On Mon, Apr 12, 2021 at 11:18 AM Michael Paquier <michael@paquier.xyz> wrote:
>
> On Fri, Apr 09, 2021 at 04:53:01PM +0530, Bharath Rupireddy wrote:
> > I feel that we can provide a high timeout value (It can be 1hr on the
> > similar lines of using pg_sleep(3600) for crash tests in
> > 013_crash_restart.pl with the assumption that the backend running that
> > command will get killed with SIGQUIT) and make pg_terminate_backend
> > wait. This unreasonably high timeout looks okay because of the
> > assumption that the servers in the build farm will not take that much
> > time to remove the backend from the system processes, so the function
> > will return much earlier than that. If at all there's a server(which
> > is impractical IMO) that doesn't remove the backend process even
> > within 1hr, then that is anyways will fail with the warning.
>
> You may not need a value as large as 1h for that :)
>
> Looking at the TAP tests, some areas have been living with timeouts of
> up to 180s. It is a matter of balance here, a timeout too long would
> be annoying as it would make the detection of a problem longer for
> machines that are stuck, and a too short value generates false
> positives. 5 minutes gives some balance, but there is really no
> perfect value.
I changed to 5min.
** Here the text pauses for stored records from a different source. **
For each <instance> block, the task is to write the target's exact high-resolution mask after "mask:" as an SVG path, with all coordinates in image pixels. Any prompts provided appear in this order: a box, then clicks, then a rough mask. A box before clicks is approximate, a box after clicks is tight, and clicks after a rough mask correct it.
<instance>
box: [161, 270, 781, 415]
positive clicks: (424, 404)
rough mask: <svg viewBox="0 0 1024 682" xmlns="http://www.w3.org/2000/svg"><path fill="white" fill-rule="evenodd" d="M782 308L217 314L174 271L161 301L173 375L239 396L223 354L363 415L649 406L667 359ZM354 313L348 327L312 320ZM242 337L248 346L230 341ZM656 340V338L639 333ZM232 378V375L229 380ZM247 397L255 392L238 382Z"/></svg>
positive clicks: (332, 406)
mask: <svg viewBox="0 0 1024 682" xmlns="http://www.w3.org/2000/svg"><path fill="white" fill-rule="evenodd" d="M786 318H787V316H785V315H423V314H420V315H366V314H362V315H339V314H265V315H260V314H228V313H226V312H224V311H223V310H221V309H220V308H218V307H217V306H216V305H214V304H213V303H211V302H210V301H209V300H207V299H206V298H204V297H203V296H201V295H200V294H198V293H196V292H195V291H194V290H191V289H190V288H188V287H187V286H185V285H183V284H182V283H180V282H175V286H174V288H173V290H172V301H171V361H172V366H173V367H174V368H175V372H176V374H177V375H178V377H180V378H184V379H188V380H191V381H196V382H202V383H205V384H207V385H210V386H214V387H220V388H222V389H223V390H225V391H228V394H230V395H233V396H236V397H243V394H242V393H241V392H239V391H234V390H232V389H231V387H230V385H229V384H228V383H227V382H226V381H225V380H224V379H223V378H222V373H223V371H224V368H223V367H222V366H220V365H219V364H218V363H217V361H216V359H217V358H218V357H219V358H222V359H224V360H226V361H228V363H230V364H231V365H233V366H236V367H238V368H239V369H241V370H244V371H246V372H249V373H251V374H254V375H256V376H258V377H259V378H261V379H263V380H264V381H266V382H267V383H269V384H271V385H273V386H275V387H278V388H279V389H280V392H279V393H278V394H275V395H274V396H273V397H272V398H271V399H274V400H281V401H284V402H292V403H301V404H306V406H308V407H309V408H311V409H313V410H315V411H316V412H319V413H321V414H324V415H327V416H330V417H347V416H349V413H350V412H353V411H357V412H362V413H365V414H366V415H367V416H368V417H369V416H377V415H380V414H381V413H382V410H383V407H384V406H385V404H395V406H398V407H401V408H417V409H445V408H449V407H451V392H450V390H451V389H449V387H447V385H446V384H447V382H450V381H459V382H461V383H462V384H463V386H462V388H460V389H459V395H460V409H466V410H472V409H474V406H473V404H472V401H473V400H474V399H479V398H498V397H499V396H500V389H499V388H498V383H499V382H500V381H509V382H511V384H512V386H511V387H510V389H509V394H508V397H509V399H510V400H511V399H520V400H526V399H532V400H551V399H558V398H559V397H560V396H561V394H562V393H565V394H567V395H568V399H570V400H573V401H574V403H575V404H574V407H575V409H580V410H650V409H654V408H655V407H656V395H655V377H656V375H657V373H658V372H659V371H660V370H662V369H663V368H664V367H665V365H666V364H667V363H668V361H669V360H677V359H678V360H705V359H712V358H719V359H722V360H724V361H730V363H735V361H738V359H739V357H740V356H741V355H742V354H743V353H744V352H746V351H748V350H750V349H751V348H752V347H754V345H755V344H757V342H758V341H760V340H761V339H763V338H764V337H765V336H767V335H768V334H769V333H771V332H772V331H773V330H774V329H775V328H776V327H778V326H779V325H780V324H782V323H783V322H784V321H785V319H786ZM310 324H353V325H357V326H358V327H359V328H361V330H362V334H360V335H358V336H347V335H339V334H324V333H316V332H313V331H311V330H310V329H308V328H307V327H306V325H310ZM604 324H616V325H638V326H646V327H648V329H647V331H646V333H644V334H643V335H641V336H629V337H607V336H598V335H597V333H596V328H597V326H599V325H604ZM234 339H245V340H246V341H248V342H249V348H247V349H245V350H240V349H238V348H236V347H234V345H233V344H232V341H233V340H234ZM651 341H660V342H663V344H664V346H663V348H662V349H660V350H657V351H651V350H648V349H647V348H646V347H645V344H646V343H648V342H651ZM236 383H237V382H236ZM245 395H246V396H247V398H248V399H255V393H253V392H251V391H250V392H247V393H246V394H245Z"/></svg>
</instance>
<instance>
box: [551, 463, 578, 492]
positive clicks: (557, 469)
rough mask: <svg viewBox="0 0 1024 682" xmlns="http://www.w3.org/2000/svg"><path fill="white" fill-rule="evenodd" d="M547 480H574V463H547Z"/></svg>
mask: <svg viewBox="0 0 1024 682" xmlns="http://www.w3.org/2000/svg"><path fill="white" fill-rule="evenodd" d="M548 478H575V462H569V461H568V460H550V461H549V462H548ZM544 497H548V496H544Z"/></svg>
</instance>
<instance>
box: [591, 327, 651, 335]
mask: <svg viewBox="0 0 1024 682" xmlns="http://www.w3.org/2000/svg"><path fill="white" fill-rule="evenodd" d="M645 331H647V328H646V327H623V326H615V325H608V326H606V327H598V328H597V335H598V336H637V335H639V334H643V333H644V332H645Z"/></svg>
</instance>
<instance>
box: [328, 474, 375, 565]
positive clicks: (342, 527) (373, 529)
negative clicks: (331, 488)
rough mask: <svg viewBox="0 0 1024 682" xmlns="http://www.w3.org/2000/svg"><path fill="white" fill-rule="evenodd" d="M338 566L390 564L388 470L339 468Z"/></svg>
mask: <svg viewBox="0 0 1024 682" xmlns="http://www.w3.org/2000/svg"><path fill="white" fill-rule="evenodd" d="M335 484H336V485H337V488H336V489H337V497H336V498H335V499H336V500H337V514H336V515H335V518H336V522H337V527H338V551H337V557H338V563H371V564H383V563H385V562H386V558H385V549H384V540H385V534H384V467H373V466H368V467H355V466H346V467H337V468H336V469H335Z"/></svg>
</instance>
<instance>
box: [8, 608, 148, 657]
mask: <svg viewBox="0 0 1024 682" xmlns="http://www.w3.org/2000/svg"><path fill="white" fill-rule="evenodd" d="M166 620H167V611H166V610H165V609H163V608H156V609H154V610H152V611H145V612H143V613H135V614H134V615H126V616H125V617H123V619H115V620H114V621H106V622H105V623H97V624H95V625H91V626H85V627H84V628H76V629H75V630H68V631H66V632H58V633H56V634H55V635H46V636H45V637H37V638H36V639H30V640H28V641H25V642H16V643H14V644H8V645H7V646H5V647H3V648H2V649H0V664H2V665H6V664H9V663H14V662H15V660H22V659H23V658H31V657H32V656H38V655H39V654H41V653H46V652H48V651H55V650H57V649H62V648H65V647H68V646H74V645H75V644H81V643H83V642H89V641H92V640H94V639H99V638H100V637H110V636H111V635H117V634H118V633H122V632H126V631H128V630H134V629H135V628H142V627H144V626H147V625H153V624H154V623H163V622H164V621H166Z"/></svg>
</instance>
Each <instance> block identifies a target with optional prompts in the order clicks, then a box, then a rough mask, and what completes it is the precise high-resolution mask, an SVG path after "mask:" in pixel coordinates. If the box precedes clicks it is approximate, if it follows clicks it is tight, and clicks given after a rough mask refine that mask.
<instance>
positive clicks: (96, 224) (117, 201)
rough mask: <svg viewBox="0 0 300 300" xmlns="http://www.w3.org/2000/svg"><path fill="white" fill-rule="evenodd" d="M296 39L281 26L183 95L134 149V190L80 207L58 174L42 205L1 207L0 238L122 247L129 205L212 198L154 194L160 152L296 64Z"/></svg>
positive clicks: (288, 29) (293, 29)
If at all there's any server that would take more
than 5min to remove a process from the system processes list, then it
would see a warning on timeout.
> > With the attached patch, we could remove the procedure
> > terminate_backend_and_wait altogether. Thoughts?
>
> That's clearly better, and logically it would work. As those tests
> are new in 14, it may be a good idea to cleanup all that so as all the
> branches have the same set of tests. Would people object to that?
Yes, these tests are introduced in v14, +1 to clean them with this
patch on v14 as well along with master.
Attaching v4, please review further.
With Regards,
Bharath Rupireddy.
EnterpriseDB: http://www.enterprisedb.com